We are embodied, yes. We are in our bodies. After this last week, I’ve seen pretty hard evidence that we are not our bodies. Our flesh comes and goes from the earth, but “we” are something else. Maybe the soul belongs to the earth too, or maybe consciousness can only exist here on our planet, but I now have seen these elements separated. Game-changer.
Working in the body with a subject present is how I’ve found my living. Working with the body as an object was purely dumbfounding. In my several dreams that week, dream people were partially dissected, my subconscious archetypes were disassembled, and inanimate objects were turning into ghosts and flying away.
What floored me was, for lack of better term, the “psychic energy” emanating from handling these tissues. I don’t deny my bias, but each organ that I held in my hands released distinct feelings in my soma. When I held the brain, I felt a wiry nervousness. When I held the uterus, I felt a familiar, grounding calm come over me. When I held the heart, I felt an overwhelming sense of love which brought tears to my eyes. I know that my own intelligence has symbols associated with these objects, yet these feelings were very real.
As a bodyworker, I’ve always used these inner feelings as a compass when at work, especially those felt in my gut, heart, and spine. I check in with these spaces to affirm significance in others. These opportunities in the dissection lab have solidified my affirmations even further.
What’s more, I’ve been witness to the beautiful variations in anatomy. Muscles that some have and others don’t, foreign objects either medical or unintentional, even undeveloped anatomy or congenitally defective structures, all were represented.
Even though I expected this going into the lab, I couldn’t quite anticipate how different real anatomy is from our textbooks.

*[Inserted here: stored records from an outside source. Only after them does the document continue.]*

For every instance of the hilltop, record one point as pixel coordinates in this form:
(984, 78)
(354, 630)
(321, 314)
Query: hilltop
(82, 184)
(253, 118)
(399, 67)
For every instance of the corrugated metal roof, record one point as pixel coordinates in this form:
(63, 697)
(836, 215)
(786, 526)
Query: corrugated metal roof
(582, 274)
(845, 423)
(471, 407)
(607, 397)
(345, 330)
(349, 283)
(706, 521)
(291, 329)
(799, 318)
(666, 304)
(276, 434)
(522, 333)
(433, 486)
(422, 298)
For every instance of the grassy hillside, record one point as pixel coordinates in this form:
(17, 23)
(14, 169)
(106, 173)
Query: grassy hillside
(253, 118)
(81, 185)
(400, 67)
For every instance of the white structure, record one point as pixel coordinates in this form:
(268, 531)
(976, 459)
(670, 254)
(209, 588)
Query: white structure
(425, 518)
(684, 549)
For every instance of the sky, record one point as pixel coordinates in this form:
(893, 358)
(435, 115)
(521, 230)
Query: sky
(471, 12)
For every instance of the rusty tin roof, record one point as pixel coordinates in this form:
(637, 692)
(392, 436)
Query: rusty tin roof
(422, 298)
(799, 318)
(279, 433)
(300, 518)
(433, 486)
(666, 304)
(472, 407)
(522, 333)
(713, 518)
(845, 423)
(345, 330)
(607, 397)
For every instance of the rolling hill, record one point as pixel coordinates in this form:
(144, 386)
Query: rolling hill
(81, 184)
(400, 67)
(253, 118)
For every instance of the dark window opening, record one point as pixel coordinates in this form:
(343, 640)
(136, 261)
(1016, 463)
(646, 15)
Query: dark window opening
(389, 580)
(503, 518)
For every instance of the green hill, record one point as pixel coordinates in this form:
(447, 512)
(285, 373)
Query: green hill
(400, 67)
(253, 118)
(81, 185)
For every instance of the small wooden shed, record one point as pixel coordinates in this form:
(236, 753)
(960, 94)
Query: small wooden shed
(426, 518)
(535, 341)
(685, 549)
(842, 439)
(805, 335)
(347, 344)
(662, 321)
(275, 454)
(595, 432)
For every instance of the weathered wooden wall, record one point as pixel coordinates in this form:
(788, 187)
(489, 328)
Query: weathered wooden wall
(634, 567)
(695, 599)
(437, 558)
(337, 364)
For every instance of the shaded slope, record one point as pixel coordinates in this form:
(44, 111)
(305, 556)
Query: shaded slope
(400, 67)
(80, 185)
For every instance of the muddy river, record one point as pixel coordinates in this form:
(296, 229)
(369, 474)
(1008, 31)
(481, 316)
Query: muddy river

Lumbar discs and vertebral bodies are GIGANTIC! The brachialis muscle is way more obvious than I ever anticipated. The appendix is so inconspicuous, I hardly even noticed it. Much of our GI viscera is brown or grey. The Dura Mater is extremely tough, and the pia mater is so mushy it could be squished by my pinky finger. Neurovascular bundles are mostly just long, red stringy noodles kinda tangled up in everything. Not only that, but most donors we worked with were so marbled with adipose tissue that I almost forgot they were once human. If something like this doesn’t compel me to eat right and move, I’m not sure what else can.
Every piece is held together by none other than- you guessed it- fascia! It really, truly, is everywhere in us. Holding our organs to our other organs, holding our lungs to our lung bags and our lung bags to our ribcage and our ribcage to our intercostals and gluing our intercostals to our Lats and so on! Bags within bags within bags!
Never again can I look at the human in the same way. I have new reverence for the gift of the body. We are truly blessed by this fleshy vehicle.